Todo mundo precisa de um plano

Apesar de tudo, dá para entender a fama do plano B. Essa ideia de que é preciso ter uma tábua de salvação parece ter ficado especialmente popular com o avanço de tecnologias digitais. Afinal, temos visto departamentos inteiros serem trocados por softwares e hardwares. Para ficar em um único exemplo, de uma área com a qual tenho mais familiaridade, um simples site de classificados, o Craigslist, tirou 5,4 bilhões de dólares da indústria de jornais entre 2000 e 2007. No período de 2000 a 2013, mais de duas mil empresas jornalísticas fecharam as portas, praticamente todas vítimas de concorrentes digitais mais eficientes e baratos. Por menos que os apologistas da tecnologia gostem de admitir, o fato é que os computadores botaram levas de jornalistas no olho da rua. Sorte de quem tinha um plano B…

Dizem que a tecnologia sempre multiplica as oportunidades, o que é verdade. Porém, também é verdadeiro afirmar que as oportunidades não são para todos e não necessariamente aparecerão agora, na hora que você precisa de uma.
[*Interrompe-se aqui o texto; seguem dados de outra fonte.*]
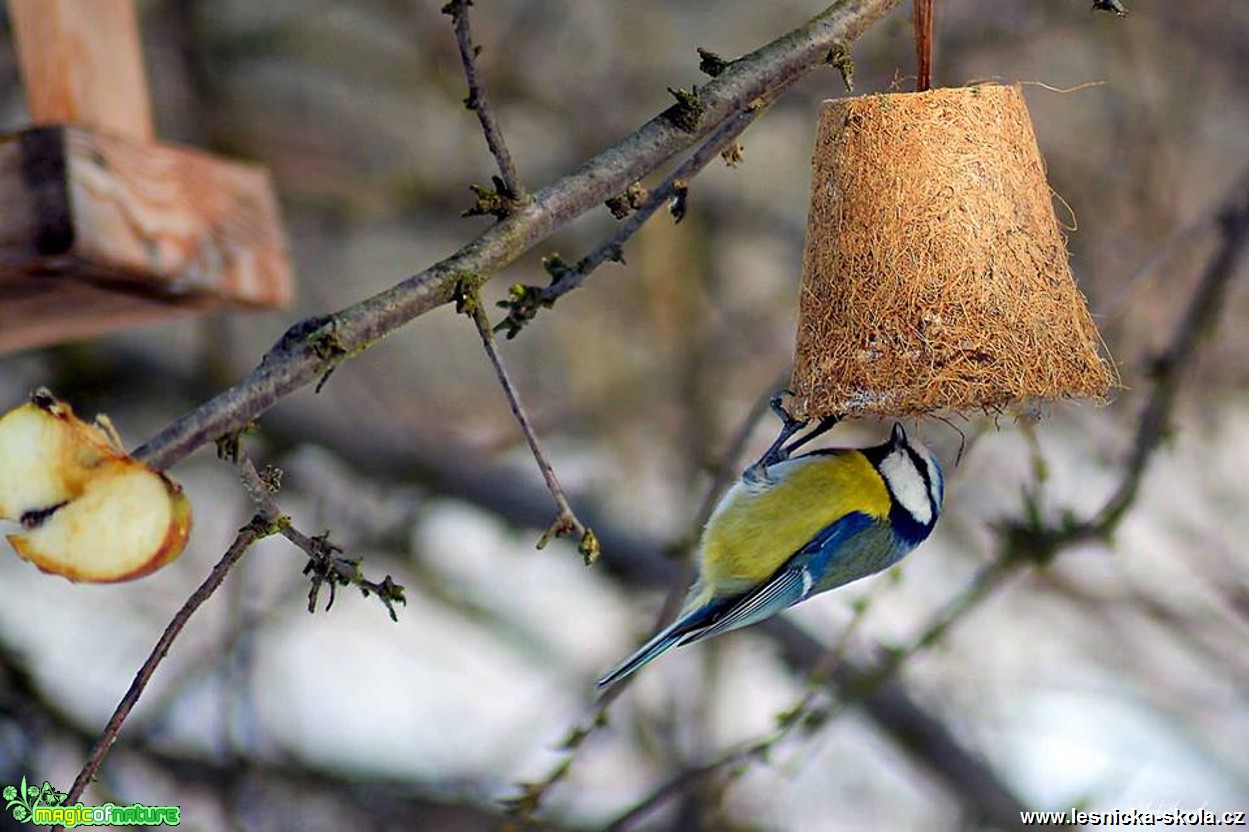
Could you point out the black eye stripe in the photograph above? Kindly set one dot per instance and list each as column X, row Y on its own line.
column 919, row 465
A troca das carroças pelos carros abriu um mundo enorme de possibilidades, mas durante a transição do alazão para o Ford, por quase 50 anos muitos carroceiros e suas famílias acabaram na rua da amargura. É o que vem acontecendo com muitos jornalistas formados nos anos 70, 80 e 90. O digital, sem dúvida, abriu grandes (e fascinantes) possibilidades, mas infelizmente esse trem bala deixará muita gente esperando nas estação. Nem todos os passageiros que perderam o bonde terão forças para correr atrás desse trem diferente e veloz.
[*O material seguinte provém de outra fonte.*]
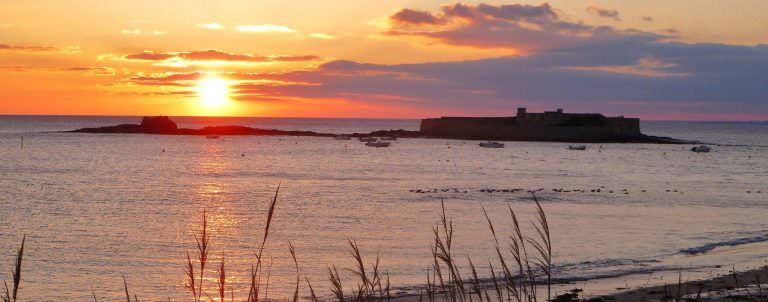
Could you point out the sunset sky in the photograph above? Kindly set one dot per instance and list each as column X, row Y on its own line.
column 692, row 60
Acredito que o plano B também se tornou popular por levar uma dose de ânimo e esperança a profissionais que viram (e estão vendo) seus mercados desaparecem, encolherem ou sofrerem alterações drásticas. É confortável contar com a chance de mudar de vida se tudo der errado, na pior das hipóteses é apenas um exercício lúdico e inofensivo.
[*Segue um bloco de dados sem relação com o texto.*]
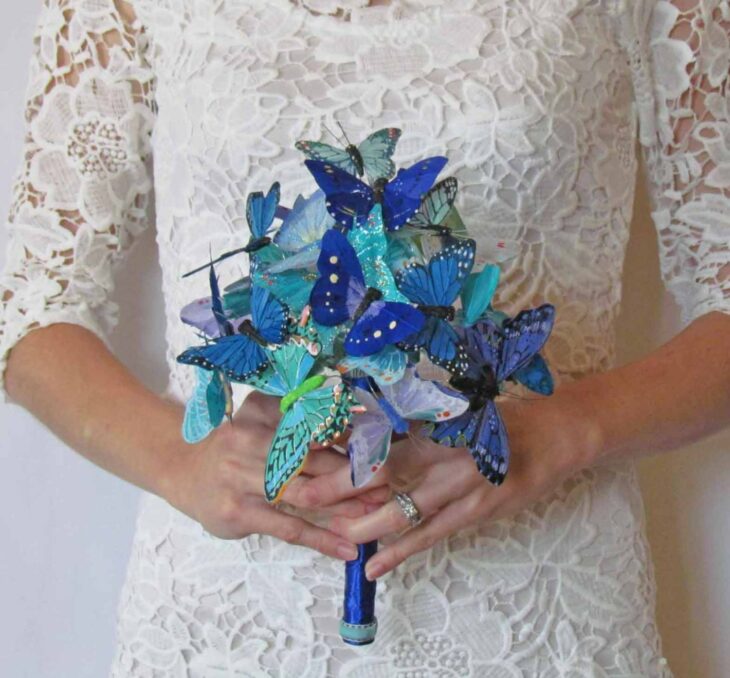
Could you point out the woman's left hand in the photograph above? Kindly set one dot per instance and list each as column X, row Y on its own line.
column 550, row 439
Acontece que, no mundo real, provavelmente há mais oportunidades além de um simples B. Um plano A pode ser ajustado para A+, A-, AA… É impressionante como alguns motores respondem com força a uns pequenos ajustes. Pode ser, contudo, a hora exata de investir em uma mudança radical, de trocar tudo, de cidade, de carreira, de carro! Partir logo para o plano Z! O fato é que a gente ouve a toda hora , faça isso e aquilo, aprenda, ouse, concentre-se, desafie… invista no seu plano A, tenha um plano B! Mas a questão é: e depois? Por uma questão de lógica, quando assumir seu plano B, ele se tornará o A e a história vai recomeçar. Será preciso pensar em um Plano C, D, E…? Fica tudo muito, muito, muito confuso. E a ansiedade não vai ajudar em nada.